The group forms the core of a University-wide venture combining aspects of Nanomedicine, Medical Physics and Engineering, to research innovative healthcare and patient management solutions which will be crucial in delivering improved healthcare over the next twenty years. It is now widely accepted that a combination of medical engineering and bionanotechnology that harnesses the full potential of proteomic and genomic information will lead to the next healthcare revolution.
The two major research themes of Diagnostic amd Therapeutic Technologies are:
This theme, under the direction of Calum McNeil, has an established track record in the design and development of integrated electrochemical and bio-microelectromechanical (bio-MEMS) sensors for application to point-of-care diagnosis of disease processes. Work, led by Philip Manning, is in progress to develop sensor technologies for real-time, high content intracellular analysis using polymer-based nanosensor systems.
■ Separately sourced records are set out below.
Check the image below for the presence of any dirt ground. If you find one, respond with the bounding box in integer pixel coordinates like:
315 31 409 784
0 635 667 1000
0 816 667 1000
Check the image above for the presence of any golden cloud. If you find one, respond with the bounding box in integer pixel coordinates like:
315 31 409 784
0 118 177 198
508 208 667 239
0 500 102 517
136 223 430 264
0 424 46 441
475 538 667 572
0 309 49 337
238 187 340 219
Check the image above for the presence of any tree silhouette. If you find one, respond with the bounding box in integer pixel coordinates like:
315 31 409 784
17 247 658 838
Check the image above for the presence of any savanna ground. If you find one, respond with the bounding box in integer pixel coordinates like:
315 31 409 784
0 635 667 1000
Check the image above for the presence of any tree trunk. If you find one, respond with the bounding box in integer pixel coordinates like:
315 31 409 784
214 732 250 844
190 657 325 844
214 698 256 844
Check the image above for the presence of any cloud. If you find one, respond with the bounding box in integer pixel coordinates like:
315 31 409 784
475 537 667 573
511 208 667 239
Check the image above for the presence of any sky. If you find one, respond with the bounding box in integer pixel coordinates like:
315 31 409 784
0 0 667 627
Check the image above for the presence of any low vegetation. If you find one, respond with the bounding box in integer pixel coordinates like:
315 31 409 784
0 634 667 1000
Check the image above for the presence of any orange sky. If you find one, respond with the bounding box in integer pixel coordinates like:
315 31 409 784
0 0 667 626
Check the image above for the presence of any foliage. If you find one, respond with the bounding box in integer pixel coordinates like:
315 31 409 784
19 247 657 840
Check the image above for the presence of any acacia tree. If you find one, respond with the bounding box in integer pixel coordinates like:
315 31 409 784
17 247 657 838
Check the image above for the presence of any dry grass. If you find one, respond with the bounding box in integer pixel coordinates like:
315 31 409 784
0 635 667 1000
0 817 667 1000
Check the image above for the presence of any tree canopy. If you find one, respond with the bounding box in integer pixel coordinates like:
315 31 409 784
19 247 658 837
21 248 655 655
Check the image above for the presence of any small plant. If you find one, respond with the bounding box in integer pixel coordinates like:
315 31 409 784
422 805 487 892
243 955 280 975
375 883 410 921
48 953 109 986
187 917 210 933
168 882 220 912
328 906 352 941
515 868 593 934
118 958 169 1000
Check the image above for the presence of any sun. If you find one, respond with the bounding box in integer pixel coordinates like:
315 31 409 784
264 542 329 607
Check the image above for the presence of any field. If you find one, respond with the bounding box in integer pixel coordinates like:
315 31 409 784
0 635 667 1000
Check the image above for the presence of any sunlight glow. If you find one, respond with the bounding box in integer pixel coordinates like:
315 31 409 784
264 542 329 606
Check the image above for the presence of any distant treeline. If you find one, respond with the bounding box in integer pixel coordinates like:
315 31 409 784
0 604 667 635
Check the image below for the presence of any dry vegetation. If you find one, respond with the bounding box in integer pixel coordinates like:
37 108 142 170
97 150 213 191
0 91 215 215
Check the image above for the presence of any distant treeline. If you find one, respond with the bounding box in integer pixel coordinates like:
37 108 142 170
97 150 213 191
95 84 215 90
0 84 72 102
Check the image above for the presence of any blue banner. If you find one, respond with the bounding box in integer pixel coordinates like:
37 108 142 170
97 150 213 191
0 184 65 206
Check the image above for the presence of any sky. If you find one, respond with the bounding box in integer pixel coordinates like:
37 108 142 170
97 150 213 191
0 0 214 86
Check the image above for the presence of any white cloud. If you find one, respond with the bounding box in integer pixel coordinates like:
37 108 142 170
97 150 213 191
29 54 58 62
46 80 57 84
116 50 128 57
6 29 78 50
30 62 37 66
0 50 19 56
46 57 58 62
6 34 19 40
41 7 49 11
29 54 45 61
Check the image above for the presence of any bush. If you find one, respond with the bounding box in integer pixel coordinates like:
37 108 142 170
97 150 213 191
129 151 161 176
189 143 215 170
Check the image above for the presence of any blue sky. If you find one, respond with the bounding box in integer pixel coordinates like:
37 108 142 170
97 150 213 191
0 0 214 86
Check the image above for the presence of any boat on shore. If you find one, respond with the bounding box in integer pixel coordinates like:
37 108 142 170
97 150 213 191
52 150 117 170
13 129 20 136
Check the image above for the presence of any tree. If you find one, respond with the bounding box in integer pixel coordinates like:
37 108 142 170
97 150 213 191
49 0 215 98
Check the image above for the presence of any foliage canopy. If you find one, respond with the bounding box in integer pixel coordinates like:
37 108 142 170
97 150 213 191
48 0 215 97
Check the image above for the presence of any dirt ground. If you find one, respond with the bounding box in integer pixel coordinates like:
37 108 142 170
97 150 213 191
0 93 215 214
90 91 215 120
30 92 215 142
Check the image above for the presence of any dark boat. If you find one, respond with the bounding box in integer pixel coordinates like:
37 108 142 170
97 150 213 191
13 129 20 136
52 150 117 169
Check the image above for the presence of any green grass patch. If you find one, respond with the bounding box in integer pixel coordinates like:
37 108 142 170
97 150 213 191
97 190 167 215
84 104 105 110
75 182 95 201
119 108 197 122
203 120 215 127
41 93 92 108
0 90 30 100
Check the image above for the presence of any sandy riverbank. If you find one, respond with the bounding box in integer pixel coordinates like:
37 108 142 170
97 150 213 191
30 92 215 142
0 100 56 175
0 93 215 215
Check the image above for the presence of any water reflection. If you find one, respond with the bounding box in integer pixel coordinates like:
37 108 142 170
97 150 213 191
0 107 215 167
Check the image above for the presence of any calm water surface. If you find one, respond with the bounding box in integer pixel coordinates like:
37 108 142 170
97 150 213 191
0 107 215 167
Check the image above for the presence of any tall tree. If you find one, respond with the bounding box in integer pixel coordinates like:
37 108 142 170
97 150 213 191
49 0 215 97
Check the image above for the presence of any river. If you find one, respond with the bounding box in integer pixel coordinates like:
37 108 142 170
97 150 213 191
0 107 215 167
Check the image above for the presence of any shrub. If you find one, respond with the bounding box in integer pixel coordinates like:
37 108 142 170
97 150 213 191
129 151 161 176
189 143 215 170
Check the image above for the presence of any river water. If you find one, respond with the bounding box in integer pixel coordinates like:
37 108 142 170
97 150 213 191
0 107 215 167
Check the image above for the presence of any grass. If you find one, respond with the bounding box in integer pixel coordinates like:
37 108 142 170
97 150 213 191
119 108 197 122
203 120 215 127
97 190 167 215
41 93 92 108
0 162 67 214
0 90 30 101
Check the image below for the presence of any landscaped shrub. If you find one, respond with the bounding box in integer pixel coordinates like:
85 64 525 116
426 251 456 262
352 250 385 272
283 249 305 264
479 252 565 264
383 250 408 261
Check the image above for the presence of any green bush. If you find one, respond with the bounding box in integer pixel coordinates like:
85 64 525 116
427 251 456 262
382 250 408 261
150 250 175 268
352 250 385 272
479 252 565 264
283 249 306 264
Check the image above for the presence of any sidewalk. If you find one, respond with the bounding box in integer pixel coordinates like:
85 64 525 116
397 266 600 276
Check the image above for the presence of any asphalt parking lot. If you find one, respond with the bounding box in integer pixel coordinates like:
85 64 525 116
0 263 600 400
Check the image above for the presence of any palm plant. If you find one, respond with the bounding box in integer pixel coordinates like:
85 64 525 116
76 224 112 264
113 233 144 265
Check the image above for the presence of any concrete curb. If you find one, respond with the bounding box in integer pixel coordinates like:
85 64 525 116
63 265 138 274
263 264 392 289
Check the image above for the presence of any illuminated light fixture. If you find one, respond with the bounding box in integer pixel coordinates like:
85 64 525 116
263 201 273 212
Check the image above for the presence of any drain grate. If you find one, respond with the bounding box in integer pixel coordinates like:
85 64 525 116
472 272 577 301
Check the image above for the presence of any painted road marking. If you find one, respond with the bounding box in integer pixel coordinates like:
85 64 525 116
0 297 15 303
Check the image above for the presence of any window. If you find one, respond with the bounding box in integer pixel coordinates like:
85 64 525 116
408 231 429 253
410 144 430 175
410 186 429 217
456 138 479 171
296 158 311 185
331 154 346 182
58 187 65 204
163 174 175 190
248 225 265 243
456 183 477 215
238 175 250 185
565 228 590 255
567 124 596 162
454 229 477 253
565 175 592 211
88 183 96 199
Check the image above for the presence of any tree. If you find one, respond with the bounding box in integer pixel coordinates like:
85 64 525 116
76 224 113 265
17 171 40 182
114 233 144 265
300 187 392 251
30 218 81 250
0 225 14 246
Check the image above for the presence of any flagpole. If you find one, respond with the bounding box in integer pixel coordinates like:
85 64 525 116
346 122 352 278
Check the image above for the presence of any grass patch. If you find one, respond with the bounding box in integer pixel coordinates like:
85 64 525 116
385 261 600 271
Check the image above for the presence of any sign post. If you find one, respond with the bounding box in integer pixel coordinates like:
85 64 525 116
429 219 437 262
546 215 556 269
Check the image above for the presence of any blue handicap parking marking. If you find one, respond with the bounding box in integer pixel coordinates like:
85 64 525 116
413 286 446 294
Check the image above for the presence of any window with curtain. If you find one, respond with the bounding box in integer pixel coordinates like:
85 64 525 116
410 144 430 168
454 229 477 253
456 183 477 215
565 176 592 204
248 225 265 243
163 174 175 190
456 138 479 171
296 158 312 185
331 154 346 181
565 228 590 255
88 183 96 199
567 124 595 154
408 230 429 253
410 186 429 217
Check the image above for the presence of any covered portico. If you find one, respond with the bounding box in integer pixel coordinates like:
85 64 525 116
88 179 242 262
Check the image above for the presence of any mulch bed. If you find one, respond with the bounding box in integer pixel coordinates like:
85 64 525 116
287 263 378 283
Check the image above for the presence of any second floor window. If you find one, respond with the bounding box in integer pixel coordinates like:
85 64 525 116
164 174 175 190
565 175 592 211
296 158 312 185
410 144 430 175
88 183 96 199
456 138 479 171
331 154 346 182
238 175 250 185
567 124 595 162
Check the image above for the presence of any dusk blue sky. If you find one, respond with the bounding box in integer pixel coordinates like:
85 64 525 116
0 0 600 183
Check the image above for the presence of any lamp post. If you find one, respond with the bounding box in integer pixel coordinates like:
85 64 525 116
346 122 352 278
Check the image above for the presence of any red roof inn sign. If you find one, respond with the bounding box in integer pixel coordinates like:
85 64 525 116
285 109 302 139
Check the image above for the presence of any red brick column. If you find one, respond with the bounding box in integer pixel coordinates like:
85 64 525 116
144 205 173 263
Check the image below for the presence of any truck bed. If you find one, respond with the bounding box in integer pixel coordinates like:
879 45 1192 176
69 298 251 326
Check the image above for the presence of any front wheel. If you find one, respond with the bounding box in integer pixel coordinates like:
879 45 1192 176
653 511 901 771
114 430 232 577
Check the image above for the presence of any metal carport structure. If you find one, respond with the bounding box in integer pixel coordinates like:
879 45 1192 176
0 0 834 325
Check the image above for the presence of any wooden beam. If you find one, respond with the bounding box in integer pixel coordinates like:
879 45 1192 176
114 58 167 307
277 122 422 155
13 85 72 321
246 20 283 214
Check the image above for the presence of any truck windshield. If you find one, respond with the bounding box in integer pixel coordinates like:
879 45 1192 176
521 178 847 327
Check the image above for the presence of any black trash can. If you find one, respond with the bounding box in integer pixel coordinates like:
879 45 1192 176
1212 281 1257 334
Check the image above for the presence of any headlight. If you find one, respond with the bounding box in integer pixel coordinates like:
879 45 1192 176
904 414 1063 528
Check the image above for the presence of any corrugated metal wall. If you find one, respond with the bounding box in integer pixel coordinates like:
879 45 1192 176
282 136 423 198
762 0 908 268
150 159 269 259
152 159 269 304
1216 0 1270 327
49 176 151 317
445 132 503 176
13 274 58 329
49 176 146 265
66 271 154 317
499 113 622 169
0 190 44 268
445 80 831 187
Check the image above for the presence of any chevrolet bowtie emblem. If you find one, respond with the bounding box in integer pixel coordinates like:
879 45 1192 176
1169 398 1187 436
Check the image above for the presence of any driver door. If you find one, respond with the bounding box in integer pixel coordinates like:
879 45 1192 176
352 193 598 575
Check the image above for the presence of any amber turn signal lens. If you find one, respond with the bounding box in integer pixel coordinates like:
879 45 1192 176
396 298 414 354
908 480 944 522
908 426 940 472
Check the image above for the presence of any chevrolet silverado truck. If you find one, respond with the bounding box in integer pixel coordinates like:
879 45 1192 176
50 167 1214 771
This aspect of Diagnostic and Therapeutic Technologies has a direct link to Nanomedicine as a specialist subject area. This involves design, fabrication and controlled self-assembly of nanoscale functional components for diagnostic devices.
This theme is led by Philip Langley and applies physics and engineering techniques to complex physiological systems in order to develop and evaluate new procedures, devices, and techniques for translation into clinical practice. Spanning prevention, diagnosis, treatment and after-care the research is wide-ranging but focuses on cardiovascular disease (Alan Murray). Specific expertise exists in computerised analysis and modelling of cardiac physiology, imaging, haemodynamics, blood pressure, autonomic function and microvascular assessment.
Diagnostic and Therapeutic Technologies research necessitates collaboration across the University's three faculties. Diagnostic and Therapeutic Technologies currently collaborates with the Institute for Cell and Molecular Biosciences, the Institute for Ageing and Health, the School of Computing Science, the School of Mechanical and Systems Engineering, the School of Electrical, Electronic and Computer Engineering, the School of Chemistry and the Policy, Ethics and Life Sciences Research Centre.